Here’s the thing about BU… it’s small. It literally is a narrow campus, and as such, it is almost impossible to walk from one end of Commonwealth Avenue to the other without some form of awkward interaction. Sometimes someone new and interesting will catch your eye. Sometimes you’ll run into people you miss and haven’t seen in weeks. More often than not, however, in the small school of more than 10 colleges and 16,000 undergraduate students, you will run into the one person you have tried to forget even goes here. It doesn’t matter how many times you’ve deleted both of his numbers, PINs and screen-names, there is always Comm. Ave. to muck everything up.
Let’s back up a second, and start this story at the beginning. I like to run my life like a business, a business with a brand. Anyone who’s ever taken a marketing class knows you never compromise the brand. In the Fortune 500 company I call life, I am such a brand. As for frat houses and cob-web ridden basements? “I’m sorry, I’d LOVE to come… but that just doesn’t fit with my personal brand…” Brand no-nos also include FitRec and the GSU Link. See? The marketing professor thought he was teaching me about Nike my sophomore year – little did he know that he had changed my outlook on life. But similarly to Nike, just as sweat shop labor probably broke its code of ethics, Wasser Inc. broke hers, too, one night on Pratt Street. There I met one of my best friends. I thought he was a creep — but he was a creep who walked me home. I then found out he was my neighbor.
When you get your first apartment, your roommates become your second family. Subsequently, your neighbors become ‘family friends’. Our apartment building was like living in Brighton Beach when Nathan’s Hot Dogs was still a hot spot. Everyone knew everyone else, and as such they knew everyone else’s business. It could be that we all had a vested interest in one another. In truth, the walls were paper thin. With every horrendous date, I would come home to Saturday Night Live style play-by-plays on our shared terrace. “That did not happen,” he would muse. “Oh yes it did… and I have the newly sewn stitches to prove it.” Arrested Development marathons meant spending nearly 24 hours in bed together — with at least three trips from CampusFood.com: breakfast, lunch and dinner. I finally understood what my mother meant when she told me, “Sometimes all you need is one really good friend.”

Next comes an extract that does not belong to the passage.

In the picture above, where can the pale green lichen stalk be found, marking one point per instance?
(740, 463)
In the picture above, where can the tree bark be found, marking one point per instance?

That all changed when he, selfishly in my opinion, decided to go abroad. Not only abroad, but so far away that the toilets flush in a different direction. How could he just leave me in Boston, and during winter no less?!? What happened to our Vegas for Thanksgiving tradition? Am I actually expected to go home now? I hate turkey. He’d better not get some stalker Craigslist sub-letter to move in. Yet with every reason I gave him not to go, the truth remained: My best friend was headed to Australia. As he prepared to go Down Under, I tried to take the high road. I even offered to help pack, and TiVo ”Lost”: a show based on a horrible plane crash where the passengers were en route from Sydney. OK, so maybe you can call me passive aggressive? But I have been called worse. As the day of his departure crept closer, it became more and more imperative for me to find a replacement.
I was desperate, which led me to jeopardize my brand by loitering around FitRec. Upon seeing a group of attractive men in matching t-shirts, I actually joined the kung-fu club. That one happened to backfire. Undeterred, I scoured BU for best-friend potential from the top of the gym’s climbing wall all the way to the rallies of the Young College Republicans. Needless to say, after my third debate on Ronald Reagan I had had enough.
The day before he left, he asked if we could go to dinner. I declined, but in my defense I was very busy that night. There was a new episode of The Office on, and my t-shirts did appear to be out of color order. He left without me saying goodbye. In my ass-backwards view of the world, I may not have kept my friend, but at least I kept my dignity. Thanks to Facebook, I was still able to keep tabs on all the exciting things he had left me for. Hindsight being 20/20, I would have been the first to stick him with a Craigslist crasher for diving the Great Barrier Reef. If it weren’t for the inconveniences of BU’s layout… I would have never been able to tell him that.
A lot has changed since he left. For one, I’ve altered my brand. There are now officially only two places on BU campus that I actively try to avoid: frat houses and the GSU Link. I have since warmed up to FitRec. Looking back at my behavior, it’s become clear that I may have lost both my friend, and my dignity. An egg timer could have outlasted his “replacements,” and the people who moved in next door have completely taken all the fun out of eavesdropping through the walls. The only time he and I talk now is awkwardly on Comm. Ave., but without the narrow campus, we probably would have never spoken again — and that has made all the difference.